-->
In our previous discussion on FinOps Sucks, FinArch Works we mentioned that the cloud should be viewed as a single supercomputer. With the widespread adoption of high-performance networks, the bandwidth between cloud nodes now surpasses the local disk read/write speeds of the previous generation of physical servers. From this point on, the cloud should no longer be seen as a cluster of virtual machines but as a supercomputer with virtually unlimited resources. (This is actually a consensus among cloud computing practitioners worldwide.) However, many practitioners might only understand this superficially. Understanding how to view the cloud is the key difference in designing cloud-based software.
Treating the cloud as a single computer versus treating it as a cluster of virtual machines makes a huge difference. Let’s explore these differences.
In a distributed cluster, services are deployed, whereas, in a single operating system, programs are installed. Services are always running, while programs are triggered by events. Here are the details:
Services remain online once deployed, while programs start only when triggered. Services focus on runtime performance without concern for startup speed, whereas programs need to start quickly. For example, your grep command shouldn’t take 5 seconds to warm up.
Services are stateful and provide services through interfaces; programs are stateless and operate via input and output.
Even with Kubernetes, services can only scale proportionally, with each unit needing equal resources. Programs, however, can scale resources on-demand without proportionality.
Services aim to optimize single-instance performance as they occupy static resources, while programs aim to minimize total resource usage over time since they don’t persistently consume resources.
Maintaining a set of distributed services versus maintaining a program on an operating system differs significantly:
For cross-cluster applications, we maximize commonalities to avoid code changes during deployment. Cross-OS, we utilize different APIs provided by the OS, encapsulating logic to handle differences. For example, high-performance network programs use epoll on Linux, kqueue on BSD, and IO completion ports on Windows.
In a cluster view, VMs are like servers and should be treated like physical servers, hosting multiple services. However, if viewed as a process, a VM should host a single service with minimal configuration.
From a process perspective, AWS Lambda functions start quickly but typically have lower hardware specs. VMs should be seen as processes with more compute and memory resources, stronger local storage, and longer runtimes.
Code is constantly updated.

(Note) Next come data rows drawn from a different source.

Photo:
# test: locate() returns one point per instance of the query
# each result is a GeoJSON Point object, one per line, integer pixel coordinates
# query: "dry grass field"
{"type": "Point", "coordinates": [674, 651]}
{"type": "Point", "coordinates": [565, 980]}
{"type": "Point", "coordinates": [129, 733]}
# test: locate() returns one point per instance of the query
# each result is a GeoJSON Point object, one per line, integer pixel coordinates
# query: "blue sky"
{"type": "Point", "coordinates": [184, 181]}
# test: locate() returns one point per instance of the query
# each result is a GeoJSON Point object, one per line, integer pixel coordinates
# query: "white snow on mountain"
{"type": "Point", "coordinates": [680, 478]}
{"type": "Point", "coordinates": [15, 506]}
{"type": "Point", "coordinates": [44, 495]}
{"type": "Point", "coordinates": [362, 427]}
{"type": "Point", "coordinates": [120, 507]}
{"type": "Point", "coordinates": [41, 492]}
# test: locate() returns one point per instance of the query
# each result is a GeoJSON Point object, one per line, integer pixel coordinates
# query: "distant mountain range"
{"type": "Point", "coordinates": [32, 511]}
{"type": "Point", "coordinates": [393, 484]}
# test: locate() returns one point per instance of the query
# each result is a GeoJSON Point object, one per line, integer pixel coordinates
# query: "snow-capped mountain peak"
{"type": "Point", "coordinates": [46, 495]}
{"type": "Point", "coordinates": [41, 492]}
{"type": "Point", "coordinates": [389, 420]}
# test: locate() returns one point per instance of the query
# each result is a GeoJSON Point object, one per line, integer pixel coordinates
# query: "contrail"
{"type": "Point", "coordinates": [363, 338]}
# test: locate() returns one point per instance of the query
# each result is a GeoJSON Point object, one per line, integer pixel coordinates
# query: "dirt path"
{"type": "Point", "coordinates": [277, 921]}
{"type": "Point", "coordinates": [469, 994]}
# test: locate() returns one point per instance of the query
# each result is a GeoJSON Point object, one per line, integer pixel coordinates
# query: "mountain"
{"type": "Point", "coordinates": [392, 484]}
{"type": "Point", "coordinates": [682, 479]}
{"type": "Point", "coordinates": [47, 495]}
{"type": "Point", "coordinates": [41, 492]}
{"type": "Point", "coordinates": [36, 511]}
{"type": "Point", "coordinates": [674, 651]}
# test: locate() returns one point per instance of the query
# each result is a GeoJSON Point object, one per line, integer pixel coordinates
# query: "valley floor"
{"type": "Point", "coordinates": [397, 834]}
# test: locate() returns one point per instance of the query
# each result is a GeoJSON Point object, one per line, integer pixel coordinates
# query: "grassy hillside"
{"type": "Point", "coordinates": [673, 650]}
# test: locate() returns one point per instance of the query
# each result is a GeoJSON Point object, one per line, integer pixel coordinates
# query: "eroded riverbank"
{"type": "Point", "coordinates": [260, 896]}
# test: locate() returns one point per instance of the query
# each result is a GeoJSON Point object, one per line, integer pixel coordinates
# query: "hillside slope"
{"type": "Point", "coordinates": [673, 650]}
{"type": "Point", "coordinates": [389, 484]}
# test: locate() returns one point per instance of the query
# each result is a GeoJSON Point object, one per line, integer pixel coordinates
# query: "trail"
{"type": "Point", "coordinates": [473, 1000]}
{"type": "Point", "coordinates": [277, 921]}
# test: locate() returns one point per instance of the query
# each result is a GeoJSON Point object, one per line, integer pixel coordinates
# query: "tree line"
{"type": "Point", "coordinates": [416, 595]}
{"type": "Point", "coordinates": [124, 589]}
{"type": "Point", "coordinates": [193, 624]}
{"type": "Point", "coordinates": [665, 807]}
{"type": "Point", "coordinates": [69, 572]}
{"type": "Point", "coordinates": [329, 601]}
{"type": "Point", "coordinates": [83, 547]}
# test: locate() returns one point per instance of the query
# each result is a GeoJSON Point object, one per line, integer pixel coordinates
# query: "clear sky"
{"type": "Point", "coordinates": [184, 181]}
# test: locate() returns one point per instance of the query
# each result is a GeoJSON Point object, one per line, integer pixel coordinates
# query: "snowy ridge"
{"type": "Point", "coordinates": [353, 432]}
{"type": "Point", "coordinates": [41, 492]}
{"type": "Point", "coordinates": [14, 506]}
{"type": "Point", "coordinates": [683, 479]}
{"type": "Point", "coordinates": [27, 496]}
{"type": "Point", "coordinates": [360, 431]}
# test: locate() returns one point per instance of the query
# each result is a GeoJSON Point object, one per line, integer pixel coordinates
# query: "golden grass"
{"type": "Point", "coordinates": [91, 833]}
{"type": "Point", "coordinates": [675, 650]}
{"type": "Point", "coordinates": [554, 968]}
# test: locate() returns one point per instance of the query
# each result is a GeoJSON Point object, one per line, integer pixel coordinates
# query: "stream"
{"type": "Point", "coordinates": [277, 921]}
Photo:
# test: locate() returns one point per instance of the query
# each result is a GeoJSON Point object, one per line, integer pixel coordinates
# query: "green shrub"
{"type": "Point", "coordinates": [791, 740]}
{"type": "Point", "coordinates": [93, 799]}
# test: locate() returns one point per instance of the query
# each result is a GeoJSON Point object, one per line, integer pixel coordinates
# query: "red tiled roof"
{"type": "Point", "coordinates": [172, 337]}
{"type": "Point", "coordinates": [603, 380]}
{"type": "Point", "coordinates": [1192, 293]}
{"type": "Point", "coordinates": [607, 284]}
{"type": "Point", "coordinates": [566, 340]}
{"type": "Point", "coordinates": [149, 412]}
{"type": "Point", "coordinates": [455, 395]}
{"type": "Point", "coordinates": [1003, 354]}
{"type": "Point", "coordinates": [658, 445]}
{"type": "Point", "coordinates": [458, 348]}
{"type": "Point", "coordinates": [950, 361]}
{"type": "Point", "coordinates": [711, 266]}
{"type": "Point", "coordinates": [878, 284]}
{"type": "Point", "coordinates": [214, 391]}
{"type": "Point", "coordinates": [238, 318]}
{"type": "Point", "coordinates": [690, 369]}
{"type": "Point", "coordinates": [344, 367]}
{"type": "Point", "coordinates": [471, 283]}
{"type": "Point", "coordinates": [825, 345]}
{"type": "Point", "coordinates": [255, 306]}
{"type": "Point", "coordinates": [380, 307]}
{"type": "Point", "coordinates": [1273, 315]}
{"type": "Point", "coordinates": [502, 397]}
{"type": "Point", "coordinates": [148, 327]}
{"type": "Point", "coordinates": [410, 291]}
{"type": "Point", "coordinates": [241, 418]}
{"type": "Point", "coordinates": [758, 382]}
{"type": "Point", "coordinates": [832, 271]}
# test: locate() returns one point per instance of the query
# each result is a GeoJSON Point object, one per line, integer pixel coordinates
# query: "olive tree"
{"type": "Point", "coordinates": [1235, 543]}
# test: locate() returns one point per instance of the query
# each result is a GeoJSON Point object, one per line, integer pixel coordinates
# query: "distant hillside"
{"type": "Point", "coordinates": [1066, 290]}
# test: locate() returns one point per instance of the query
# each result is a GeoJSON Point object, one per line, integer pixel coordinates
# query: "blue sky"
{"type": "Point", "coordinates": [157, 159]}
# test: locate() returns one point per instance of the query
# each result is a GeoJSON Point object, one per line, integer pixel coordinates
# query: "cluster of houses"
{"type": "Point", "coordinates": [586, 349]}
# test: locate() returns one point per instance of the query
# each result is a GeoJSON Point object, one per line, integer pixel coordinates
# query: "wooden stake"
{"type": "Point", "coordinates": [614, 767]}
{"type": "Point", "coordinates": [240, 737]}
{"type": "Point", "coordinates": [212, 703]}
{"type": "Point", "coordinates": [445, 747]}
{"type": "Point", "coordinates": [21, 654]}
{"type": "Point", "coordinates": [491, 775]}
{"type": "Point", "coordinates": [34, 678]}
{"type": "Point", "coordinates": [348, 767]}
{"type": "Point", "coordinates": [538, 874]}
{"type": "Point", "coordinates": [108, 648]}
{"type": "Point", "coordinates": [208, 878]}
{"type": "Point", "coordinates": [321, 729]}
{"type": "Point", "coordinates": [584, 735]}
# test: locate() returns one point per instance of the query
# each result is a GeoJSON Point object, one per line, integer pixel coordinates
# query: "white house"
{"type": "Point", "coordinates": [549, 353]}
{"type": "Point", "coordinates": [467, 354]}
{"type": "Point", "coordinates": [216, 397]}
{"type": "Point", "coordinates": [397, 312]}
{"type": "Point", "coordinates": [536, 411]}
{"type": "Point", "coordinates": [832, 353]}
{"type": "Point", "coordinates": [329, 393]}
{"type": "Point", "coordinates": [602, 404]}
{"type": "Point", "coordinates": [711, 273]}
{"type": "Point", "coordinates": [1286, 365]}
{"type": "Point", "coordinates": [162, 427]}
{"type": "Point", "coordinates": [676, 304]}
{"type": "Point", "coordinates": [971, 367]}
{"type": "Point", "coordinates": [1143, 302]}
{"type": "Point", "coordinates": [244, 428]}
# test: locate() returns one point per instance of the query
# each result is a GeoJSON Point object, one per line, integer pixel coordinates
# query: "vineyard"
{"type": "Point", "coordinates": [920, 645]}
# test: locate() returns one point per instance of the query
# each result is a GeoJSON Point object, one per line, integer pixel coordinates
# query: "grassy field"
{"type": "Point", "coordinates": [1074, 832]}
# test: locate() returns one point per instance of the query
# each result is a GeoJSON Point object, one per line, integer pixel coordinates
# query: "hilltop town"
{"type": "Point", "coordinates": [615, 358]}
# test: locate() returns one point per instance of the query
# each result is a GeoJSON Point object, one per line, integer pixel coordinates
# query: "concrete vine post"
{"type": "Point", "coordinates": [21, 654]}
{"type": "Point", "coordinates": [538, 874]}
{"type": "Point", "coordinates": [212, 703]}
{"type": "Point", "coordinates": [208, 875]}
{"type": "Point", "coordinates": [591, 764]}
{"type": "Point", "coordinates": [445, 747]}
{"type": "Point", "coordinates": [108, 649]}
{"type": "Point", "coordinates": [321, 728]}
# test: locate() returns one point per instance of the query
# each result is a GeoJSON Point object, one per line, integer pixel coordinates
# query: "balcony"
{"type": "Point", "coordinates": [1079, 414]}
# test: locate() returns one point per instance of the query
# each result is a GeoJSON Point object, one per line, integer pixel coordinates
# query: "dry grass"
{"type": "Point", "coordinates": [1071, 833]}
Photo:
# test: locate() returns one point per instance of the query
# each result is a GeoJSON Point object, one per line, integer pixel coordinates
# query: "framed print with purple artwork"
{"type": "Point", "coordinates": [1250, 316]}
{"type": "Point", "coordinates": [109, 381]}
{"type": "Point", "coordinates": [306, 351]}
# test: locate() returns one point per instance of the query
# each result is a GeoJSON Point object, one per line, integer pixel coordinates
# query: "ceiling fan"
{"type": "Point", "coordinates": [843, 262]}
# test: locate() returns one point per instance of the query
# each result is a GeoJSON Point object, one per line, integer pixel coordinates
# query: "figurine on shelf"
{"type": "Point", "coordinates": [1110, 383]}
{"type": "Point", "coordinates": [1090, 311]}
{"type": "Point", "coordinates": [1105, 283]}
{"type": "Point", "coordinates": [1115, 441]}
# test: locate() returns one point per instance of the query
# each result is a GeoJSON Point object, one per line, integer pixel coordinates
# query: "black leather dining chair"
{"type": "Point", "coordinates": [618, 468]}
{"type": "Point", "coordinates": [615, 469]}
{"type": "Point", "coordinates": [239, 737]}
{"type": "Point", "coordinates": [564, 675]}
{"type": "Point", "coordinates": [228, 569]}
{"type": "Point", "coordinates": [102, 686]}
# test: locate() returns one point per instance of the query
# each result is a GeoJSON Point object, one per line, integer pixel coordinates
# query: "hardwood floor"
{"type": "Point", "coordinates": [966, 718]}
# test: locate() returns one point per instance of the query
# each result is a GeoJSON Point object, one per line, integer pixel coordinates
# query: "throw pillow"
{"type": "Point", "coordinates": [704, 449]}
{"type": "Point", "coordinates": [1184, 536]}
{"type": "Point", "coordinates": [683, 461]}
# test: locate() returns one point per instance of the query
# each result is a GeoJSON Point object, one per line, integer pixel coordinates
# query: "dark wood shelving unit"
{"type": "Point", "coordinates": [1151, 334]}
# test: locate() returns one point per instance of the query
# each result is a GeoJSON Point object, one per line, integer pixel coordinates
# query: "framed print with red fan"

Upgrading running services involves preparatory and follow-up tasks, whereas upgrading a program is simpler, akin to software upgrades on an OS. Since programs have limited lifecycles, starting with new code suffices for upgrades.
Services ensure the security of interface calls, often by restricting IP access—a simplistic approach prone to leaks as deployments change. A temporary application program secures itself and its dependent data permissions to ensure security.
Services require extensive code-level isolation to handle multiple users sharing the same service, ensuring one user doesn’t monopolize resources. In contrast, each user’s application operates as its own process, with inherent data and resource isolation provided by the cloud OS.
Clusters manage assets and resource-to-business relationships using CMDB. However, viewing the cloud as an OS means businesses can’t provide static server states for CMDB management. Resource usage is dynamic, tracked through logs and billing services.
Services typically monopolize the server/container’s resources. In an OS, even a daemon program uses minimal resources, only allocating what’s needed on demand.
Abstracting and analogizing are steps we use to understand new concepts through our experiences. Our cognitive abilities determine how we abstract and analogize.
Given that operating systems are one of the greatest abstractions in computer science history, designing cloud systems from the “cloud is the new computer” perspective fully leverages cloud elasticity and native services, minimizing resource waste. The What is the a CloudFirst architecture? proposed in Cloud-First Architecture is based on this abstraction. Interestingly, the cloud is not just a computer but a NUMA-architecture computer. Best practices for using the cloud are akin to programming on a NUMA-architecture supercomputer. We’ll delve into more details in later articles in this series.